Mustafa Kemal'in askerleri

AKP hükümetinin, özellikle 2007 yılından beri, devletin tüm kurum ve kuruluşlarında yaptığı gibi, Türk Silahlı Kuvvetleri'ni de laiklik karşıtı kadrolarla donatma girişimleri tüm hızıyla sürüyor.

AKP iktidarı bu operasyonu önce, Recep Tayyip Erdoğan'ın "başbakan" olduğu dönemde, Fethullah Gülen çetesiyle birlikte, "Ergenekon", "Balyoz" ve "Casusluk" olarak bilinen kumpas "davalarıyla" gerçekleştirdi.

İktidarın paylaşımı mücadelesine bağlı iç rekabetin bir sonucu olarak AKP'nin Fethullah Gülen çetesiyle yollarını ayırmasından ve 15 Temmuz 2016 darbe girişiminden sonra, AKP hükümeti aynı süreci tek başına yürütmeye devam etti.
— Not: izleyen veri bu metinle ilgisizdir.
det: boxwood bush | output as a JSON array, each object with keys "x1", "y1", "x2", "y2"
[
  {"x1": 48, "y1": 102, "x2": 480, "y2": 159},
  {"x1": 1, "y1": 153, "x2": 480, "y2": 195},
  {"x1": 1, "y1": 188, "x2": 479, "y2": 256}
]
Darbe girişimi bahane edilerek, "Milli Savunma Üniversitesi" adını taşıyan ve AKP'nin güdümündeki "Milli" Savunma Bakanlığı'na bağlı yeni bir kurum oluşturuldu; Kara Harp Okulu, Hava Harp Okulu, Deniz Harp Okulu bu üniversiteye bağlanarak, Kara Kuvvetleri Komutanlığı'nın, Hava Kuvvetleri Komutanlığı'nın ve Deniz Kuvvetleri Komutanlığı'nın kontrolünden çıkartıldı; Genelkurmay Başkanlığı'nın yetki alanı sınırlandırılıp, AKP'li siyasetçilerin bakanlık yaptığı "Milli" Savunma Bakanlığı'nın yetkileri artırıldı; Türkiye'nin en köklü askeri liselerinden birisi olan Kuleli Askeri Lisesi kapatıldı; GATA gibi askeri hastaneler ve tıp akademileri kapatıldı, TSK tıp hizmeti açısından altyapısız bırakıldı; Jandarma Genel Komutanlığı ve okulları AKP siyasetinin güdümündeki İçişleri Bakanlığı'na bağlandı.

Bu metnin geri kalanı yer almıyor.